The New York Times reports that the Obama administration is considering preserving the military commissions some form. Part of the motivation for that, it is said, is this: "Judges might make it difficult to prosecute detainees who were subjected to brutal treatment or for prosecutors to use hearsay evidence gathered by intelligence agencies."
It is unfortunate that we have not yet drawn the right lessons from the Guantanamo-Military Commission experience. One of the notions held by the Bush administration people who set up the commissions was that judges, courts, lawmakers, etc., are naive in their treatment and distrust of hearsay evidence. Like first year law students (and many of their teachers blissfully unburdened by any on-the-ground experience in law enforcement or criminal justice), these "reformers" were bold and believed that any rational dummy knows that hearsay evidence is often worth quite a lot.
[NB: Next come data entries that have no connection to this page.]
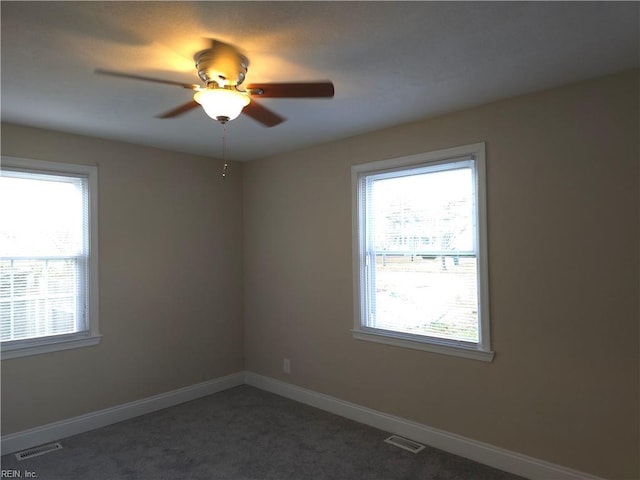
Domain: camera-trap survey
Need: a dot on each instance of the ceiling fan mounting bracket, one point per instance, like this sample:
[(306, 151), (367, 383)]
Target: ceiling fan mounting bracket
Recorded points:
[(221, 64)]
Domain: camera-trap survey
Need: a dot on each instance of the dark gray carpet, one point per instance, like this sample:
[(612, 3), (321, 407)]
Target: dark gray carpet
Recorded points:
[(243, 434)]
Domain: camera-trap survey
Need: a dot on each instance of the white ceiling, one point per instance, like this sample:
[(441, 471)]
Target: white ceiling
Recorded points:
[(391, 63)]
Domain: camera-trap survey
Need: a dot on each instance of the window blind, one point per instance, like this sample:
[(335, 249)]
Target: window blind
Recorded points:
[(43, 254)]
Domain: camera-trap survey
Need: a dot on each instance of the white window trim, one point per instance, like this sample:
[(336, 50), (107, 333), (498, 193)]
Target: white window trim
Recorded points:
[(22, 348), (481, 350)]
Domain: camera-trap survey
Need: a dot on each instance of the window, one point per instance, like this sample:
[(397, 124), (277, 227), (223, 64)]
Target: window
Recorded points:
[(420, 264), (48, 257)]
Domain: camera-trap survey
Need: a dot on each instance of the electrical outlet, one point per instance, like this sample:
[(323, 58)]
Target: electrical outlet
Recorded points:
[(286, 367)]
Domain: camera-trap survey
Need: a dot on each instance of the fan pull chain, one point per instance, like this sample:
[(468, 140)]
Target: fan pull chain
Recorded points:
[(224, 151)]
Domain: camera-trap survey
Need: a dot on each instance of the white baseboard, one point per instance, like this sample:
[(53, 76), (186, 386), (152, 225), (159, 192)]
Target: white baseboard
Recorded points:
[(496, 457), (484, 453), (15, 442)]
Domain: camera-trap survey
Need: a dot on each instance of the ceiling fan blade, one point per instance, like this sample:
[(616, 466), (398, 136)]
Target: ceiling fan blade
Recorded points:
[(189, 86), (263, 115), (292, 90), (179, 110)]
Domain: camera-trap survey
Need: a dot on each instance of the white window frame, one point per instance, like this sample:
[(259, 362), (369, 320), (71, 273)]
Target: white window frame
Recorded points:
[(482, 349), (90, 336)]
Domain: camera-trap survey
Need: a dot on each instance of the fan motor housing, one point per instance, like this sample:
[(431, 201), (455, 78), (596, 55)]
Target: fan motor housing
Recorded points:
[(221, 64)]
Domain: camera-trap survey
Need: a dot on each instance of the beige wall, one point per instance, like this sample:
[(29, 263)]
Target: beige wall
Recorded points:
[(170, 241), (563, 210)]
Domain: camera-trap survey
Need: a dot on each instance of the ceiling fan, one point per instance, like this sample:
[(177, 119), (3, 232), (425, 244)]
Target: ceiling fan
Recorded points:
[(223, 68)]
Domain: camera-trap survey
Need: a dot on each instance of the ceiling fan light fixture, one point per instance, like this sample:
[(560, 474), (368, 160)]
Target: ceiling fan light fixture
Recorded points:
[(222, 104)]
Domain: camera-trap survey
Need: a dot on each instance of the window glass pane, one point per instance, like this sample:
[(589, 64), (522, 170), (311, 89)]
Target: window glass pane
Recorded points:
[(43, 250), (421, 245), (426, 295), (41, 215)]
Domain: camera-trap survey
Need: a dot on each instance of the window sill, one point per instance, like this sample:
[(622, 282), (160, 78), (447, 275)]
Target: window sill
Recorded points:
[(46, 345), (444, 348)]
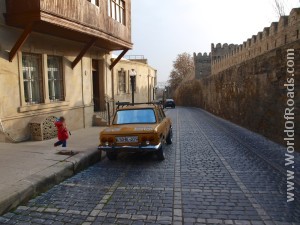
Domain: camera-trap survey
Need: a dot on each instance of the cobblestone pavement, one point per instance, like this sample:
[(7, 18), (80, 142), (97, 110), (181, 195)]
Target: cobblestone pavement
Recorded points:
[(214, 173)]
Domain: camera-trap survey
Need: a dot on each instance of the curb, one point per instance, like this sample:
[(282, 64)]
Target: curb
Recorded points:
[(23, 190)]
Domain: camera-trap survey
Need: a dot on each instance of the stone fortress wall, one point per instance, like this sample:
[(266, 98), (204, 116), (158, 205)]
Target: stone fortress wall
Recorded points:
[(278, 34), (246, 83), (202, 65), (224, 56)]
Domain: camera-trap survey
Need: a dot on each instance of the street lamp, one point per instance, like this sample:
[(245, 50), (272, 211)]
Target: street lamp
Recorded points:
[(132, 75)]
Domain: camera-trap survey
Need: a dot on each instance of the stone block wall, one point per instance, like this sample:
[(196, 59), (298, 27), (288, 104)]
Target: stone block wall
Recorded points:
[(253, 93), (278, 34)]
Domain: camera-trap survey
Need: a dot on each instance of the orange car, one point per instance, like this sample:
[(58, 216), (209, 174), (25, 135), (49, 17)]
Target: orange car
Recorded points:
[(137, 128)]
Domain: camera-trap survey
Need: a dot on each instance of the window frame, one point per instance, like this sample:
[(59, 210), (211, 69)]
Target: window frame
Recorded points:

What our experience with the commissions should teach us is that hearsay evidence is often worth very little and that its use in adjudication presents serious problems. Any dummy who has just a bit of experience in investigation and litigation should know that. It is not easy to figure out how to sort hearsay wheat from hearsay chaff. But it is important to make the effort. Otherwise we will continue to have imprisonment for years on end on the word of the legendary Afghan goat herder resentful of his neighbor and eager for economic self-advancement.